Here’s a sample workbook that provides a working example of all 8 options (courtesy Marc Rueter).
评论
I was thinking about writing something on this to point to when questions on count distinct come up in the Tableau forums, now I'll just point folks here. Thanks for posting this, Daniel (and Marc)!
Very helpful post. We need more of this!
I was able to download it and save it, but Tableau (both 7 & 8) were unable to load the linked workbook attached to the article.
You will want to ensure your data quality matches your logic if you use "6. Write mathematical calculations"
In your example workbook on the "Calculate" worksheet, you have 9.8 and 6.2 respondents for "movies" and "Sales", instead of 10 and 6. This seems to be because of an apparent error in your underlying data.
When I use #3., my Y axis measure doesn't appear to bear any immediate relation to the bars in the worksheet (even though the counts for the bars are correct).
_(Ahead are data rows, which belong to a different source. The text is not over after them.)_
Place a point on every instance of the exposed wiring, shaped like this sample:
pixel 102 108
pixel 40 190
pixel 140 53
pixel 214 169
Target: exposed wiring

I'm trying to figure out what Tableau might be counting over there....
Can we get a TWBX file here instead of a TWB?
This link *does* go to a twbx, doesn't it?
http://www.tableausoftware.com/sites/default/files/blog/8_how_to_avoid_countd_0.twbx
Strange, it didn't two minutes ago, it gave me a zipped file with a DATA folder and a TWB
Matt, in your case, simply change the extension .zip to .twbx after downloading. I suspect there is a configuration missing on Tableau's server, and your web browser is looking at the file contents instead of the file extension to determine the file extension.
It was no big deal, I have just been noticing a lot of workbook link errors on the site lately. After Mark's comment, it downloaded properly. Same browser, etc. Very odd, but thanks guys!
In example 1, how did you get the total count to appear above the 5 regional bars on the visual cheat sheet version?
Thomas, I believe you can simply turn on Mark Labels for the bar chart:
http://onlinehelp.tableausoftware.com/current/pro/online/en-us/annotatio...
Hi Matthew - as soon as I posted the question I remembered the answer. Your suggestion does not work because the chart is not a simple bar graph, its a stacked bar graph with 1 little barstack for each unique instance of dimension X. I have over 3,000 instances of dimension x per column category which would result in over 3,000 labels. The trick is to right click the column axis and select reference line. Choose the per cell, sum, value and the no line option and voila, you get labels.
Yes, I didn't think about that. There are ways (using Table Calcs) to get one mark for the entire bar, but that's a separate conversation. Cheers.